Estes casos distribuem-se assimetricamente: houve 45 pessoas diagnosticadas na última semana na Guiné-Conacri, 33 na Serra Leoa e apenas uma na Libéria, que nas três semanas anteriores não tinha tido nenhum caso novo.

“A doente está estável e está a responder ao tratamento”, disse Francis Karteh, responsável pela célula nacional de crise contra o ébola, referindo-se ao novo caso na Libéria. “Esteve em contacto com mais de 50 pessoas. Nós seguimos estas pessoas que estão todas nas suas casas e nenhuma tem para já sintomas do ébola”, disse à agência AFP. A doente é a mulher de um paciente que recuperou do ébola, adianta esta agência noticiosa.

Ao todo, já morreram 10.326 pessoas das 24.907 infectadas por este vírus hemorrágico, que é transmitido pelo contacto com secreções de alguém doente. A Libéria é o país mais perto de conseguir atingir a meta, traçada também pela Guiné-Conacri e Serra Leoa em Fevereiro, de acabar com o ébola até meados de Abril.

Na última segunda-feira, Ismail Ould Cheikh Ahmed, o responsável pela equipa da Organização das Nações Unidas de resposta ao ébola, afirmou que estima que a epidemia termine até ao final do Verão.

O surto surgiu primeiro no Sul da Guiné-Conacri. Mas só começou a chamar atenção a partir de Março de 2014. Na Libéria, os primeiros casos só surgiram no final de Março e só em Maio é que a epidemia chegou à Serra Leoa. A 8 de Agosto, quando já estavam infectadas 1779 pessoas e tinham morrido 961, a OMS declarou que era uma emergência de saúde pública de âmbito internacional. Mas foi muito criticada pelo atraso da resposta. “Houve provavelmente falta de conhecimento e um certo grau de arrogância”, assumiu Ismail Ould Cheikh Ahmed à BBC online.

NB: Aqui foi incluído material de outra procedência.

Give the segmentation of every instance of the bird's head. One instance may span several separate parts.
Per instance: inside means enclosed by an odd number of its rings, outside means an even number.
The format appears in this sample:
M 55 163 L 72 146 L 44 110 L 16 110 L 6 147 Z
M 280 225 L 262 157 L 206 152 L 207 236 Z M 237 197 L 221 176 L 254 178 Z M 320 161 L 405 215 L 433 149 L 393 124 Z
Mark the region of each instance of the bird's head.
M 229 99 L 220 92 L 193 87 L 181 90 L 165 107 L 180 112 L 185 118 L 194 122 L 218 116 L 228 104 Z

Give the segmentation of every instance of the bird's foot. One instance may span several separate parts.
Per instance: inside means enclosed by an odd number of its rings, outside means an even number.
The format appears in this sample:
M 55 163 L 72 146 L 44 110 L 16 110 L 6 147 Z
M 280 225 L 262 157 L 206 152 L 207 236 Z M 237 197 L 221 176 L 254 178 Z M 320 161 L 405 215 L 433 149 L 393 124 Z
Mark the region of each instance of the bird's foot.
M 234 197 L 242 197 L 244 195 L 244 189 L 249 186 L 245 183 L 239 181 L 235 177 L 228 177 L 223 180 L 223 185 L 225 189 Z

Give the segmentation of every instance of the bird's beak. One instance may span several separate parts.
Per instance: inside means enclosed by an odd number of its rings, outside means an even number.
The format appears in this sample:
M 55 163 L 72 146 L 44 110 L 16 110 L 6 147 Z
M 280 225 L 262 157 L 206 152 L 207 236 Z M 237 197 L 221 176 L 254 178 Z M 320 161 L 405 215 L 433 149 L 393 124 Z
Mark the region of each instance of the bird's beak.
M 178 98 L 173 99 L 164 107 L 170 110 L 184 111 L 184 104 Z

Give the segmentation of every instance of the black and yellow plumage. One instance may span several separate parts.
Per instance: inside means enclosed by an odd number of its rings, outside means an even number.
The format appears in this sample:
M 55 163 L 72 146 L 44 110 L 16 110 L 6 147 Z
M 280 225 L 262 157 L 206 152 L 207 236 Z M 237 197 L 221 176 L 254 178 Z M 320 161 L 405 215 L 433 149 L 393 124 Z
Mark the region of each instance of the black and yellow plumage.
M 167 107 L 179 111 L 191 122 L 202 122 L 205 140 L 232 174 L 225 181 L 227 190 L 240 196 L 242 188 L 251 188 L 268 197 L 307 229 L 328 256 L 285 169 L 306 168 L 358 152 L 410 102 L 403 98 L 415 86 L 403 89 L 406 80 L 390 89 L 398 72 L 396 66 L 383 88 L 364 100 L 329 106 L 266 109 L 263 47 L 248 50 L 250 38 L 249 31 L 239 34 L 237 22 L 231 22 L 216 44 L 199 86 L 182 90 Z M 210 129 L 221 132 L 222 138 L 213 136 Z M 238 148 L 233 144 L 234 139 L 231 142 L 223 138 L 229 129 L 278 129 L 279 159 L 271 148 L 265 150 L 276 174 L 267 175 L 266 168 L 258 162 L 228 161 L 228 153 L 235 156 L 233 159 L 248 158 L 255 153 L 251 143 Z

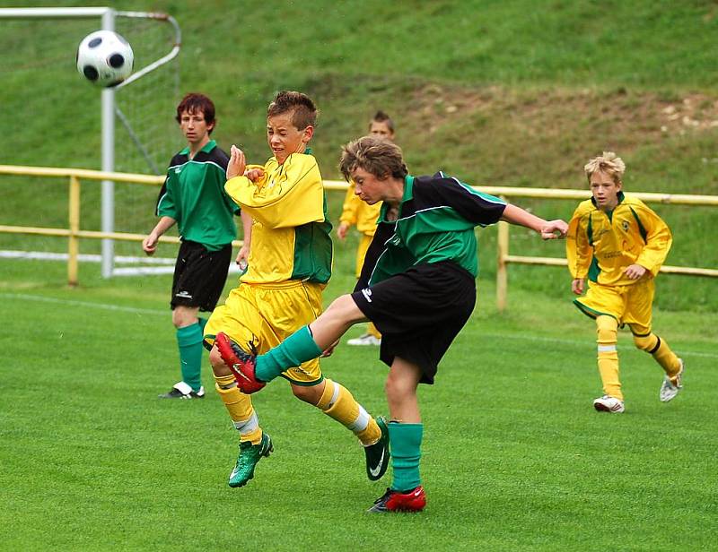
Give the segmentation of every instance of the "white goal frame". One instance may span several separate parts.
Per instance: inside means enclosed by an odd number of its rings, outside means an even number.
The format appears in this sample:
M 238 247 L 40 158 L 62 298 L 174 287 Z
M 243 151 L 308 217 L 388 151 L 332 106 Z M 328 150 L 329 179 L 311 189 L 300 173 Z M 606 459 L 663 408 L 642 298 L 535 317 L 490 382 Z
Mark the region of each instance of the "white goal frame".
M 175 40 L 174 46 L 167 55 L 136 71 L 117 87 L 102 89 L 101 101 L 101 170 L 105 172 L 113 172 L 115 169 L 115 114 L 117 113 L 118 116 L 122 116 L 115 102 L 115 91 L 131 84 L 148 73 L 169 63 L 178 56 L 181 47 L 181 31 L 177 21 L 167 13 L 123 12 L 109 7 L 0 8 L 0 20 L 99 18 L 101 20 L 101 28 L 107 30 L 115 30 L 115 19 L 118 16 L 155 19 L 167 22 L 174 28 Z M 102 231 L 113 232 L 115 228 L 115 183 L 111 180 L 103 180 L 101 183 L 101 217 Z M 110 278 L 112 276 L 114 256 L 114 241 L 103 239 L 101 250 L 101 273 L 103 278 Z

Apesar de o problema ainda não estar resolvido, olha-se agora em frente. “Talvez a única boa notícia que surgiu da epidemia trágica do ébola é que poderá servir como aviso: temos de nos preparar para futuras epidemias de doenças que podem espalhar-se de uma forma mais eficiente do que o ébola”, escreveu Bill Gates, num artigo na revista The New England Journal of Medicine, publicado na semana passada.

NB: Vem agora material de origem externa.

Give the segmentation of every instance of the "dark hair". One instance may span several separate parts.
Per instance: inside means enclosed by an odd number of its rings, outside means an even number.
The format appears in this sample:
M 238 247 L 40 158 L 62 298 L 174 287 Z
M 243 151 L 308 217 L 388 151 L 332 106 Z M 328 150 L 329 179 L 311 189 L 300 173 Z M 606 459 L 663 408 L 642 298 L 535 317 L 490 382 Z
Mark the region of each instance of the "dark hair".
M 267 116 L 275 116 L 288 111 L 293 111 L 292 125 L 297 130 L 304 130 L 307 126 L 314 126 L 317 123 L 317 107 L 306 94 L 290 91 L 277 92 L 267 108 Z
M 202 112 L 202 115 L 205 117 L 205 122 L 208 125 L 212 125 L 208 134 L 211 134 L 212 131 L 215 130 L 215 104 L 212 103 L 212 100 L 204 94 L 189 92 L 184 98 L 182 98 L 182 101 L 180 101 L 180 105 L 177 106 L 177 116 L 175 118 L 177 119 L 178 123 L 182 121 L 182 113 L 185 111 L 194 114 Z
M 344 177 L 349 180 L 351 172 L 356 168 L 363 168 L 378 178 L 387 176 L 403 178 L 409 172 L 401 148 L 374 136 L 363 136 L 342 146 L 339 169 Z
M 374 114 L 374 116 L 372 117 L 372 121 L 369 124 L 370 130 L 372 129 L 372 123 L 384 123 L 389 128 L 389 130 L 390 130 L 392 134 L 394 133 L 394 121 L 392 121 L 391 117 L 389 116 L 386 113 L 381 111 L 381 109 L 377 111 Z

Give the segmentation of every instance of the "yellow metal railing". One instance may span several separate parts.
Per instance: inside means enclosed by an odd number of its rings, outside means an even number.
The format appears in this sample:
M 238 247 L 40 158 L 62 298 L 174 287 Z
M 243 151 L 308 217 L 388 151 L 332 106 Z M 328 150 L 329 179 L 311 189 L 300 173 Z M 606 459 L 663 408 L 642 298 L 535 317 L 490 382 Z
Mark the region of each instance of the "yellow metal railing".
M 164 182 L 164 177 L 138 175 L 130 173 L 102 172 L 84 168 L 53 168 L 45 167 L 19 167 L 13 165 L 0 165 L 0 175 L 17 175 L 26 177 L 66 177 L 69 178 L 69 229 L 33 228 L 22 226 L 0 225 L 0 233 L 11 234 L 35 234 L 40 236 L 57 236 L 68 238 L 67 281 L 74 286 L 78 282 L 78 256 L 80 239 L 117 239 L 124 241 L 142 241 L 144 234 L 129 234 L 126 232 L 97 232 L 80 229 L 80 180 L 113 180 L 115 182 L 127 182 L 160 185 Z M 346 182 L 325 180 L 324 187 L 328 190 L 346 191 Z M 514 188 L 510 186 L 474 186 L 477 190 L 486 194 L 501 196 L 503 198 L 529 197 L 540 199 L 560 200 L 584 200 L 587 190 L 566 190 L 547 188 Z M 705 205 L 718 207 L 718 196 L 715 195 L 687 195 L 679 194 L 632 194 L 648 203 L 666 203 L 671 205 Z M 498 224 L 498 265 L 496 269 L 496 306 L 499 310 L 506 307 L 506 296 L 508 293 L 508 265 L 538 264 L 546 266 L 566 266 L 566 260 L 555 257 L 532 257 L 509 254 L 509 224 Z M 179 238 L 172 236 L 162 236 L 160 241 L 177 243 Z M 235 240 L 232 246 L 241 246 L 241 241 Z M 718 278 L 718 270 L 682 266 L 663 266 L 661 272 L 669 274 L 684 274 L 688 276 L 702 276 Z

O multimilionário referia-se à gripe, que se transmite pelo ar, e que já causou grandes pandemias. Segundo Bill Gates, que preside à Fundação Bill & Melinda Gates, o mundo perdeu muito tempo na actual epidemia do ébola a tentar responder a questões básicas: “Precisamos de um estudo rigoroso sobre o custo de construção de um sistema global de aviso e resposta [a surtos] e um plano que defina a contribuição de cada país.”